- Mountain Home Location in the United States
- Coordinates: 37°07′16″N 121°47′45″W﻿ / ﻿37.12111°N 121.79583°W
- Country: United States
- State: California
- County: Santa Clara

Area
- • Total: 6.0 sq mi (16 km^{2})
- • Land: 5.9 sq mi (15 km^{2})
- • Water: 0.1 sq mi (0.26 km^{2})
- Elevation: 928 ft (283 m)
- Time zone: UTC-8 (PST)
- • Summer (DST): UTC-7 (PDT)
- ZIP code: 95033, 95037
- Area codes: 408, 669
- GNIS feature ID: 1670815

= Mountain Home, California =

Unincorporated community in California, United States

Mountain Home, also known as Casa Loma (Spanish for "Mountain Home"), is a sparsely populated area located on the eastern side of the Santa Cruz Mountains in unincorporated southwestern Santa Clara County, California, United States near Mount Chual and Rancho Canada del Oro Open Space Preserves. The Loma Fire burned approximately one-half of the region in 2016.

== Geography ==
The area is situated within the upper Llagas Creek watershed, bounded by Mount Chual and Rancho Canada del Oro Open Space Preserves toward the north, Loma Prieta Road on the west, Loma Chiquita Road on the south, and Twin Creeks Road on the east.

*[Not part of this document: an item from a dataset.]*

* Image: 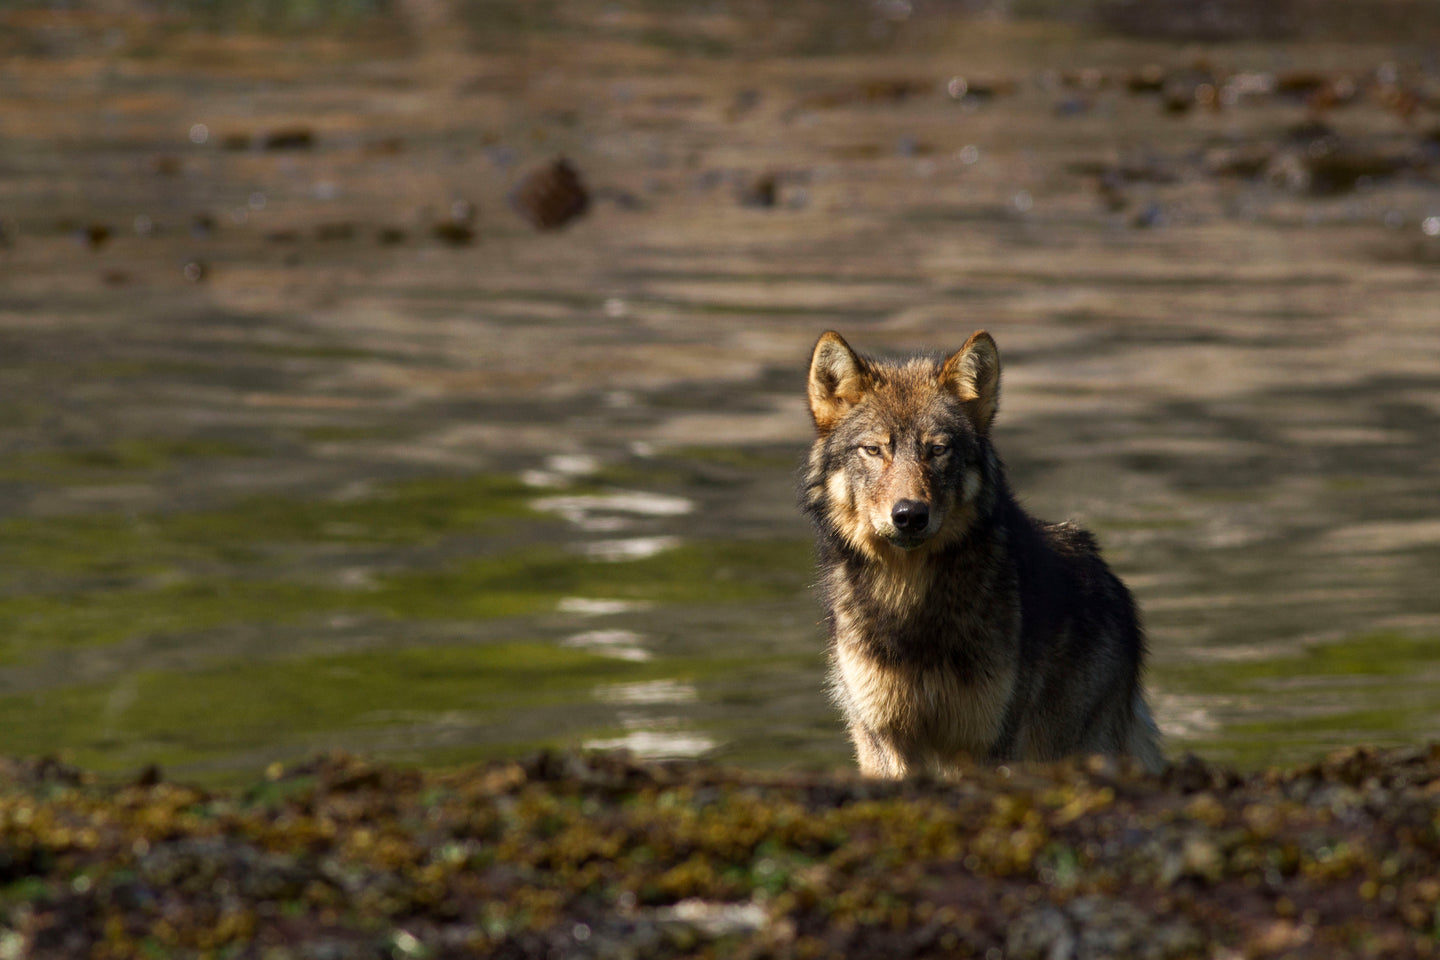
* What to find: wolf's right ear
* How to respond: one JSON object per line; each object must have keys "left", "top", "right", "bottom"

{"left": 941, "top": 330, "right": 1000, "bottom": 434}
{"left": 808, "top": 331, "right": 869, "bottom": 435}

The region includes small communities along Casa Loma Road, Mt Chual Spur Road, and Twin Falls Road.

The area is mostly mountain ridges with steep, sloping terrain and narrow canyons. The Berrocal Fault runs diagonally through the center of the area.

Native vegetation ranges from a mixed conifer-oak woodland along the mountain ridges, to chaparral and coastal scrub along the slopes, to riparian flora along the canyon floors.

== Climate ==
According to the Köppen climate classification system, Mountain Home has a warm-summer Mediterranean climate, abbreviated "Csb" on climate maps.

== History ==
In 2016, the Loma Fire burned through approximately half the region, with multiple homes damaged or destroyed.